Oronêl nickte stumm, und schwang sich wieder auf den Rücken seines Pferdes. "Ich werde nach Fórmen Tirion kommen, sobald es geht", versprach er. "Mögen die Valar dich und Isanasca und eure Krieger beschützen."
Mathan neigte kurz den Kopf, und erwiderte: "Ich hoffe, das wir uns bald wiedersehen, mein Freund. Und... grüß meine Familie von mir."

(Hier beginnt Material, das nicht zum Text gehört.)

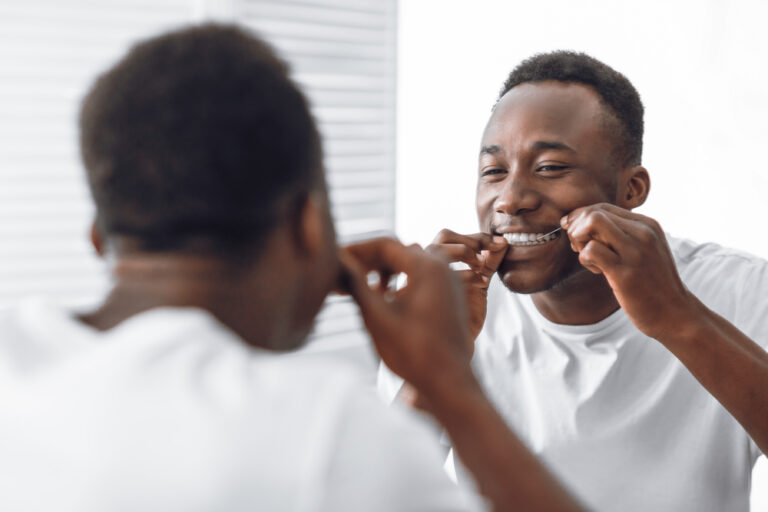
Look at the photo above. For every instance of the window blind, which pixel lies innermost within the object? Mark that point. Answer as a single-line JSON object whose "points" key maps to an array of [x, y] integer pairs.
{"points": [[342, 52]]}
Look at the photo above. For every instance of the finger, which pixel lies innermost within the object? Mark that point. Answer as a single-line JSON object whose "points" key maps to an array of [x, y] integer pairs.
{"points": [[472, 278], [385, 255], [597, 225], [492, 258], [372, 304], [456, 252], [598, 258]]}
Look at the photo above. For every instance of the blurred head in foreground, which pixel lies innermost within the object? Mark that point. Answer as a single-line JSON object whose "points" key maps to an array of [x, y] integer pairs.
{"points": [[199, 147]]}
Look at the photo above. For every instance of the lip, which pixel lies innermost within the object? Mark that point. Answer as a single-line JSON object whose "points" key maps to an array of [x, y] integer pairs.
{"points": [[530, 238]]}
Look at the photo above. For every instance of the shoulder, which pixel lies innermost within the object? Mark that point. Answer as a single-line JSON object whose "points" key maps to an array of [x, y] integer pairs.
{"points": [[733, 283], [712, 267]]}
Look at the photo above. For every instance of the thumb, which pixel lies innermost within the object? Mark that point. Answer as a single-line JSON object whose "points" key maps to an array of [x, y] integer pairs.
{"points": [[372, 304]]}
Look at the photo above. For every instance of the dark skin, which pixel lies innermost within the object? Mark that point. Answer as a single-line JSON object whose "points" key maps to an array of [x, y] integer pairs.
{"points": [[238, 291], [549, 158], [420, 332]]}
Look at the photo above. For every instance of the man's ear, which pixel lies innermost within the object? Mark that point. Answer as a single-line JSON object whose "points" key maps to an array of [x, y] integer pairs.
{"points": [[96, 240], [634, 186], [311, 227]]}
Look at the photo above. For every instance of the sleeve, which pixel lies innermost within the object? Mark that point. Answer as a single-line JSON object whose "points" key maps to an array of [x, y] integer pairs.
{"points": [[385, 459], [752, 314], [388, 383]]}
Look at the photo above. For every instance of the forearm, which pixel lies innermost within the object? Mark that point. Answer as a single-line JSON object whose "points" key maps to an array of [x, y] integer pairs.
{"points": [[506, 472], [732, 367]]}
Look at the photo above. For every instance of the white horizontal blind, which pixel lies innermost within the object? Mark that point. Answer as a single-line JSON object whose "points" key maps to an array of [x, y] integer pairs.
{"points": [[50, 52], [341, 51]]}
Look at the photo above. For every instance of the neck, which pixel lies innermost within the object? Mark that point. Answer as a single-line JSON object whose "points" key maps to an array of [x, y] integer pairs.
{"points": [[239, 297], [583, 298]]}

Oronêl und Haleth nach Ost-in-Edhil...
Curanthor:
Mathan mit dem kleinen Elbenheer aus Ost-In-Edhil
Mathan blickte seinem Freund eine lange Weile noch hinterher und ließ die dreihundert Elben eine kleine Rast einlegen. Sie hatten ein strammes Tempo an den Tag gelegt und bis in die Dämmerung marschiert. Aus dem Augenwinkel sah er, wie sich die geordneten Reihen zerfaserten und an den Wegesrand der alten Weststraße verteilten, wo sich die Avari in kleine Grüppchen zusammenfanden. Manche aßen eine Kleinigkeit, andere unterhielten sich gedämpft. Die Stimmung war ein wenig angespannt, je näher sie dem östlichen Bollwerk kamen. Einzig die Sturmspitze, die Elite der Manarîn blieb in geordneten Reihen und wartete geduldig auf Befehle.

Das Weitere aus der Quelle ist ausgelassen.